As we heard a little voice at 5am this morning asking for breakfast, my mind did quickly flicker with the question of whether our UK visit was worth the sleep-stealing cost that jet lag inevitably brings. At least it was 5am rather than the 4am of yesterday, when it was the adults in the house who were feeling like the day should begin.
Long haul travelling with two little people and a lot of baggage (which did eventually make it to Chicago having had an unexpected overnight stay in Heathrow!) is tiring. But our trip to England over the last two weeks was undoubtedly worth the effort.
Having wondered whether we were going back too soon, and whether my heart could take the emotional battering of remembering how far we live from people I love, I was anxious in anticipation. While there were tearful goodbyes, there were also many precious moments with favourite people. We want to work hard to strengthen and build relationships, even with an ocean between us, and spending some time – even if it’s a few hours en route somewhere else – is so valuable. For grandparents to hear the giggles and to enjoy the cuddles, for cousins to connect with such ease, for honest, caring conversation with dear friends and to continue to be a part of book and ministry things over there, as well as here. A fruitful, if exhausting, visit.

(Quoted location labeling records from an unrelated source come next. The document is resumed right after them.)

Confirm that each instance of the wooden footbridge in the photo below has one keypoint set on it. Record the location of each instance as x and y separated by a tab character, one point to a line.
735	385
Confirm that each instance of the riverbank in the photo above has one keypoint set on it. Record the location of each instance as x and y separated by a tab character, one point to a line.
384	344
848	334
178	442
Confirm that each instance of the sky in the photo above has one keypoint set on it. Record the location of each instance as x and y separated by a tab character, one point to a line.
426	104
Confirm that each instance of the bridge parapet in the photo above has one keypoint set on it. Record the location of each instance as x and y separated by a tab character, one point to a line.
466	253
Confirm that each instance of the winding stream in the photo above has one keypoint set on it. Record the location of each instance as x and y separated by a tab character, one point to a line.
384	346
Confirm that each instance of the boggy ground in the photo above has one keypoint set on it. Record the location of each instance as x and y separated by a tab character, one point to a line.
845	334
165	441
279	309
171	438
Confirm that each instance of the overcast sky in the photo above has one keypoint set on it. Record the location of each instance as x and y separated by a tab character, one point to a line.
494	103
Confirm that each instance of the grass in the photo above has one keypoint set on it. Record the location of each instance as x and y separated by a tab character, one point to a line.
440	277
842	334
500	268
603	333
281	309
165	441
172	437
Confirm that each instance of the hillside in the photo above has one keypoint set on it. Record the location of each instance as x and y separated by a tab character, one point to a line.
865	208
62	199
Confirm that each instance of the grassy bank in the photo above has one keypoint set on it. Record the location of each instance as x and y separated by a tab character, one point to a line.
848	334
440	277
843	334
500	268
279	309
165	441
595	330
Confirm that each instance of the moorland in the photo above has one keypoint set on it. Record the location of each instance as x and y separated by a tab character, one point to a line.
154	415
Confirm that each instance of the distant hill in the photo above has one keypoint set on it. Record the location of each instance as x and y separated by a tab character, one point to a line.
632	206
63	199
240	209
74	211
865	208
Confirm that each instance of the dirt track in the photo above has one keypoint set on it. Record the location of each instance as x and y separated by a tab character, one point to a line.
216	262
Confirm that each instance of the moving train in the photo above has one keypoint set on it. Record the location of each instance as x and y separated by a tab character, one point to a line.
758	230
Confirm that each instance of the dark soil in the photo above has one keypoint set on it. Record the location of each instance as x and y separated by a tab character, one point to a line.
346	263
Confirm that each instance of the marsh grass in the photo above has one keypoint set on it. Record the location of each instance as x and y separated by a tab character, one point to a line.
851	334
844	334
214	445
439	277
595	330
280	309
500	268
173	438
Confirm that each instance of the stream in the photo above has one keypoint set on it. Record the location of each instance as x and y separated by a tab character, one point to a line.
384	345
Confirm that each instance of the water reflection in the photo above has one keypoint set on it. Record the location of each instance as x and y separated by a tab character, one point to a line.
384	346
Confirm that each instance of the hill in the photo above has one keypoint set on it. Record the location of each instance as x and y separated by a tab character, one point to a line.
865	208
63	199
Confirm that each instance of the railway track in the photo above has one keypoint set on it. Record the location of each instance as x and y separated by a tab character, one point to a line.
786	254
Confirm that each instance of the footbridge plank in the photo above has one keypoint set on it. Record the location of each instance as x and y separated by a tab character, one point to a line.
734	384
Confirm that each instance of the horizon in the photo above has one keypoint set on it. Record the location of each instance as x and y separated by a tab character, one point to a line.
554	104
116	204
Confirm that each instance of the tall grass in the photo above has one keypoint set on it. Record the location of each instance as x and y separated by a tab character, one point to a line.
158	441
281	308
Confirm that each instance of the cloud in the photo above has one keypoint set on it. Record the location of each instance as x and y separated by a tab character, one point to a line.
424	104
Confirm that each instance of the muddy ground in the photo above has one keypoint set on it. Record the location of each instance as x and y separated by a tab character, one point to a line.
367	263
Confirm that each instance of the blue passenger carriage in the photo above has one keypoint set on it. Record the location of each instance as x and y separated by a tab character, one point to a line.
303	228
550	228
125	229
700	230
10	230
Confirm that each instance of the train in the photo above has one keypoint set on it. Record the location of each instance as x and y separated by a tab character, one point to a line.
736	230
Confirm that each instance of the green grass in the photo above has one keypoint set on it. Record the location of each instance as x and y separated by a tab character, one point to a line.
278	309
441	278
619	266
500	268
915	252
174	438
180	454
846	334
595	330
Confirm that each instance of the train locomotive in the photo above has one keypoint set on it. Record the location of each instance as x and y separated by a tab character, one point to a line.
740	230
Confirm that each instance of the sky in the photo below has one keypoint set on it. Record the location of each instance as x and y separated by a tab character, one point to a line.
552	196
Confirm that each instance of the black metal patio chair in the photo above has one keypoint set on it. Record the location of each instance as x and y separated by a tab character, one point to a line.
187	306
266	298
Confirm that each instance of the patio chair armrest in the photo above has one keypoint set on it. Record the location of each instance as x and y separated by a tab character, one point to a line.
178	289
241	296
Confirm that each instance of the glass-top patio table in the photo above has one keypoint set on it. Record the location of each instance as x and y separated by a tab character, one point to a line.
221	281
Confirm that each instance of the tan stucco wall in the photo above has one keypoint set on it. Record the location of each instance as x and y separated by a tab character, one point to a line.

Both Jonathan and I boarded the plane back to Chicago with heavy hearts as, with feet on English ground surrounded by familiar ways and people, life over there can feel easier than over here. But then as the flight path progressed, and as thoughts turned to all that is in full flow in America, I think our hearts lightened. And as we walked into our home, it was with thankfulness and a sense of relief. We do enjoy life here, even though it can sometimes feel hard to navigate new ways and establish fresh relationships. We are excited for all that is to come, while also wishing there was a moment for some stopping and sleep before the onslaught of demands of a fledgling business and ministry.
Billy is frequently heard tagging sentences with the refrain ‘in my home’, as he points to things he sees in a shop or somewhere that we also have in our house. Today it was pizza, yesterday it was a book…and it’s said with a constant sense of surprise. Surprise that we echo, I think, as we realise that we do feel at home here. And that we’re thankful for all that God has given us – material, emotional, spiritual – to persevere and enjoy what we have, eager to use it for His glory.